Land Registry figures are based on the sold prices for homes (not the asking price) and show price drops in 80 per cent of UK regions.
It is perhaps no surprise that the regions where prices did not fall during March are the South East and London. In the South East prices were up by the 0.8 per cent and in London by 0.2 per cent.
Average house prices do not, of course, tell the whole story because the annual house price change is up by more than 10 per cent in some areas but down by nearly 3 per cent in the North East so individual experiences of the housing market vary across the country. When you look at average house prices by region it is clear that the UK has a housing market of extremes with average house prices varying by region from as little as £97,444 to as much as £462,799. At the lower price levels many homes are still worth less than they were prior to the start of the recession back in 2008.

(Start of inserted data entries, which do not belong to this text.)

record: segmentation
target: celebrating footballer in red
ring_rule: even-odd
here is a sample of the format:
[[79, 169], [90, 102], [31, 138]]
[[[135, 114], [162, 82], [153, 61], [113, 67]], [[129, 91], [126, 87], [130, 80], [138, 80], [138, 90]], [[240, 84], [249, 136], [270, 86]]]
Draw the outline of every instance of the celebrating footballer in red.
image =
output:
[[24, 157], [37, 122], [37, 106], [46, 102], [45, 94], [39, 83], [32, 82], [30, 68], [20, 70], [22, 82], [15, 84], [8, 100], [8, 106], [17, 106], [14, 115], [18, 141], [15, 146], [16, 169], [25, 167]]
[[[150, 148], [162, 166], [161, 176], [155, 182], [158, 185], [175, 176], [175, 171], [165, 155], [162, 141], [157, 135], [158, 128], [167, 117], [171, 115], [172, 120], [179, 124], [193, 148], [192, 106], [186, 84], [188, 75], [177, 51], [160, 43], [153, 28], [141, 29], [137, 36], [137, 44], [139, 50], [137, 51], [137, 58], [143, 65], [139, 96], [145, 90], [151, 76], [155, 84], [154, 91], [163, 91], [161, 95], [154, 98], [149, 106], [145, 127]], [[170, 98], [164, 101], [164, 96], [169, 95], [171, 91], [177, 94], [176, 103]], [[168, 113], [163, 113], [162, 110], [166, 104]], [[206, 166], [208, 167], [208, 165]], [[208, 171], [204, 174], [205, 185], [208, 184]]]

Expert opinion on the state of the market is, therefore, divided depending on the region under discussion but tends to focus more on the upside of a steadily rising market around London and the South East, although this has much to do with the limited number of houses for sale as supply and demand keep house prices higher than in other parts of the UK.

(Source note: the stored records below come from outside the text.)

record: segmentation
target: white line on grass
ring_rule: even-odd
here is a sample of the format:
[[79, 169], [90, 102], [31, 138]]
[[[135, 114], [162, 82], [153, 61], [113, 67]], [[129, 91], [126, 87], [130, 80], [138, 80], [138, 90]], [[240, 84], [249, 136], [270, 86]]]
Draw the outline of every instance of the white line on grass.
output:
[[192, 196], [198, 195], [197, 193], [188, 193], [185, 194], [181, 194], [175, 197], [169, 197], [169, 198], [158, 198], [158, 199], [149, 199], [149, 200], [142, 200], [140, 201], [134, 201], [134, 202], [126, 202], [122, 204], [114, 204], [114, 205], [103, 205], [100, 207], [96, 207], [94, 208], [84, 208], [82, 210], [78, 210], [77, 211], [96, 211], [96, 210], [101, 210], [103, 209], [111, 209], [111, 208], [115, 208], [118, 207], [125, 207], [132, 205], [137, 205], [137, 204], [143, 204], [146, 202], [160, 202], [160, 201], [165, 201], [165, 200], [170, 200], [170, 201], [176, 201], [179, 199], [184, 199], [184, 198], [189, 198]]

In those parts of London, such as Kensington and Chelsea, where there is worry about a potential mansion tax in the run up to the election there has been a significant annual fall in prices of over 5 per cent and houses valued at more than the £2 million mansion tax threshold are becoming scarcer with sales in this bracket down by 22 per cent. However, stamp duty changes in December 2014 have also had an effect on the upper end of the market because sales of homes between £1.5 and £2 million fell by even more at 26 per cent.